RELATED: Lilly regains an oncology asset in up-to-$575M AurKa deal

The UCSF researchers made their discovery by first treating multiple EGFR-mutated cancer cells with either Tagrisso or rociletinib, the latter of which was an EGFR inhibitor developed by Clovis Oncology that failed in phase 3 testing. The cells eventually stopped responding, after which the researchers tested 94 different drugs to see whether they could reverse the resistance.

That’s when they discovered that combining Tagrisso or rociletinib with drugs targeting the Aurora kinase killed off the cells permanently. They wanted to observe the effect of the combo in a living model, so they transplanted drug-resistant tumors into mice. In animals treated with EGFR inhibitors alone, the tumors continued to grow, but the two-drug combo promoted tumor shrinkage. The researchers also discovered that Aurora can’t make tumors grow on its own—it merely provides an escape hatch for cancer cells to avoid death.

“Aurora kinase was never before associated with drug resistance in cancer. It’s a fundamentally new pathway for resistance to emerge,” said senior author Sourav Bandyopadhyay, Ph.D., UCSF associate professor of bioengineering and therapeutic sciences, in a statement.

Aurora kinases are already well known in the oncology community. In May, Eli Lilly took back an Aurora kinase A inhibitor it had originally developed by acquiring AurKa Pharma in a deal that could be worth up to $575 million. Lilly is developing AurKa’s lead asset, AK-01, in solid tumors.

Other companies have struggled with Aurora kinase inhibition, however. One drug in that class, alisertib, was at the center of Takeda’s $8.8 billion acquisition of Millennium Pharmaceuticals in 2008, but seven years later the drug flopped in a late-stage lymphoma trial and the company pulled the plug on its development.

The UCSF researchers believe a combination approach will be key to reviving interest in Aurora kinase inhibition—and they’ve identified a biomarker that clinicians would be able to use to identify the patients most likely to respond. By studying tumor samples from several patients with late-stage, drug-resistant lung cancer, they discovered elevated levels of a protein called TPX2.

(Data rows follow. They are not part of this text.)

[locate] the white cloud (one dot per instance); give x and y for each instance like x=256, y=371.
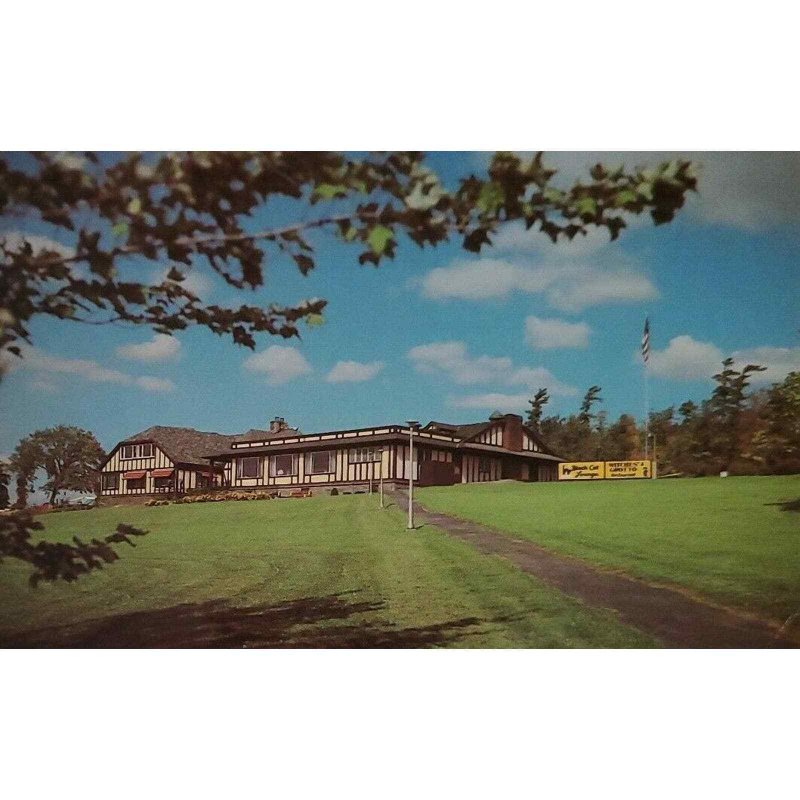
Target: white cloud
x=779, y=361
x=152, y=384
x=45, y=366
x=493, y=400
x=549, y=334
x=160, y=348
x=452, y=360
x=599, y=288
x=687, y=359
x=483, y=279
x=42, y=384
x=353, y=371
x=280, y=364
x=14, y=240
x=566, y=286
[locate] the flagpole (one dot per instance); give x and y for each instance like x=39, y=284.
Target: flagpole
x=646, y=376
x=646, y=412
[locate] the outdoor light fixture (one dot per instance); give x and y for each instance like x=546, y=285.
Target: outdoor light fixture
x=381, y=451
x=413, y=424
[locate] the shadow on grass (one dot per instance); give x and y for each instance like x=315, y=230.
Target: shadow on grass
x=307, y=622
x=787, y=505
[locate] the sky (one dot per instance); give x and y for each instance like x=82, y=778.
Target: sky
x=452, y=336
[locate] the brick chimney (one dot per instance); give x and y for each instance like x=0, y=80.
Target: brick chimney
x=512, y=432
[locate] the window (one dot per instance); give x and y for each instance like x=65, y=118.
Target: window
x=137, y=451
x=283, y=465
x=364, y=455
x=322, y=461
x=248, y=467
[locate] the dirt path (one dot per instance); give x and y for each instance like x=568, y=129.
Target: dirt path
x=673, y=617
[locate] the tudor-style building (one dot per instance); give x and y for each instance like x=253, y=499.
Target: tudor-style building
x=168, y=460
x=502, y=447
x=283, y=458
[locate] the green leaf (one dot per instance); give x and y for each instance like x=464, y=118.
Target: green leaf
x=490, y=197
x=625, y=197
x=304, y=263
x=586, y=207
x=315, y=320
x=378, y=238
x=327, y=191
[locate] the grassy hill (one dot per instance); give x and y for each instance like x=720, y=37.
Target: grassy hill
x=736, y=540
x=304, y=573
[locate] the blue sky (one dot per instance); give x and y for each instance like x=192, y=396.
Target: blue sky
x=444, y=334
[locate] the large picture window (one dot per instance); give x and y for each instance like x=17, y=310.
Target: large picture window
x=283, y=465
x=364, y=455
x=248, y=467
x=323, y=461
x=130, y=451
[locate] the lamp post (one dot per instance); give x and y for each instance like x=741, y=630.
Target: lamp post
x=413, y=424
x=654, y=464
x=380, y=452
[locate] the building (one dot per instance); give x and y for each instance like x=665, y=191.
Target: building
x=283, y=458
x=170, y=460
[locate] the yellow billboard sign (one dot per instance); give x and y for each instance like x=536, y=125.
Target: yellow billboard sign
x=581, y=471
x=598, y=470
x=628, y=469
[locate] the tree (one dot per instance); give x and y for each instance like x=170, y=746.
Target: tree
x=5, y=477
x=69, y=456
x=188, y=211
x=591, y=397
x=537, y=404
x=622, y=439
x=778, y=444
x=725, y=410
x=54, y=561
x=184, y=211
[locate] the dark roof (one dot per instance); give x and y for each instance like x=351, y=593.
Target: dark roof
x=183, y=445
x=459, y=431
x=255, y=435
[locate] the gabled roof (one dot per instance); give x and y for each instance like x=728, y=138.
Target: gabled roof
x=182, y=445
x=473, y=429
x=459, y=431
x=256, y=435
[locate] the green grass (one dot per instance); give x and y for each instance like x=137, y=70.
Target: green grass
x=732, y=539
x=318, y=572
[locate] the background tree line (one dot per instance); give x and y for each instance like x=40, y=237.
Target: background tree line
x=740, y=431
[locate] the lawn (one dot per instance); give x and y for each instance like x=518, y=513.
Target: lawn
x=317, y=572
x=736, y=540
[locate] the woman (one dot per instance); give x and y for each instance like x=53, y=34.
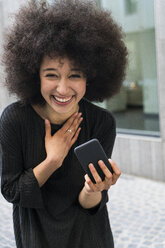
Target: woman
x=59, y=57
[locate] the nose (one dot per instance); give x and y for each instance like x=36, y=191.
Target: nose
x=62, y=87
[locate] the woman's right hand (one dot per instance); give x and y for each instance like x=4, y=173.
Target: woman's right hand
x=58, y=145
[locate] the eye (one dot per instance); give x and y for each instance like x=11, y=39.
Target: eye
x=75, y=76
x=51, y=75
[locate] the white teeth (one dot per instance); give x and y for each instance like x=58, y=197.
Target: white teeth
x=62, y=99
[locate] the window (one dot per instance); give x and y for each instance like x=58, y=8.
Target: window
x=130, y=7
x=136, y=108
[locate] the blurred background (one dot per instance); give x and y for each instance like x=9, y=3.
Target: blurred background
x=139, y=107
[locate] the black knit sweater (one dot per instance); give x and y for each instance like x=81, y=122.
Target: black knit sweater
x=51, y=216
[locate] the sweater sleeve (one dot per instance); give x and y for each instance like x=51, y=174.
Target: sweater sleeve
x=18, y=186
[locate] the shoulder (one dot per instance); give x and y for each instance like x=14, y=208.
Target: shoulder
x=98, y=114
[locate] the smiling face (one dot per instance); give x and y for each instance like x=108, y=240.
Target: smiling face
x=62, y=86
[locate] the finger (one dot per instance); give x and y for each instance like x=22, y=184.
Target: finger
x=115, y=167
x=95, y=175
x=75, y=136
x=75, y=124
x=90, y=183
x=47, y=129
x=106, y=171
x=116, y=170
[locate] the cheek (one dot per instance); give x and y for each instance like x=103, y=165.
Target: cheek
x=45, y=87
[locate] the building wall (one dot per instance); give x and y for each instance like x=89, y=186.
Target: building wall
x=140, y=155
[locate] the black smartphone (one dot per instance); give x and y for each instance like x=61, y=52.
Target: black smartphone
x=91, y=152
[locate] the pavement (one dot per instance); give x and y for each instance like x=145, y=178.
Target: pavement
x=136, y=209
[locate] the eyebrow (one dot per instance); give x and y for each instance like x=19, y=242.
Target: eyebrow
x=54, y=69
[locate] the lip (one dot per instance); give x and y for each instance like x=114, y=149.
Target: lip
x=62, y=103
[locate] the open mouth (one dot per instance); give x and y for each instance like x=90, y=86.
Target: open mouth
x=62, y=100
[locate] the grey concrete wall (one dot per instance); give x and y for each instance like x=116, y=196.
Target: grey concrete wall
x=140, y=155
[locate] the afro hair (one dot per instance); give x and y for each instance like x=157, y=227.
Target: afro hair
x=77, y=29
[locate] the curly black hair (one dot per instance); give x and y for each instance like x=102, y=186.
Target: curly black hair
x=77, y=29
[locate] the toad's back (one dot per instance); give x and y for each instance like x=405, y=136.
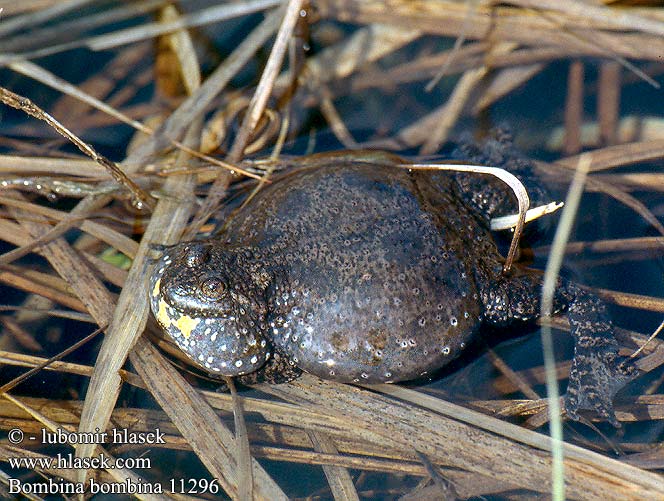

The team plans to work toward gaining approval to test a TPX2 diagnostic along with the two-drug combo in clinical trials.

“We hope this work re-invigorates pharma interest in cell cycle inhibitors such as Aurora kinase inhibitors,” Bandyopadhyay said. “We believe that this class of molecules has incredible power when combined with other targeted therapies, which is not how they have been tested historically.”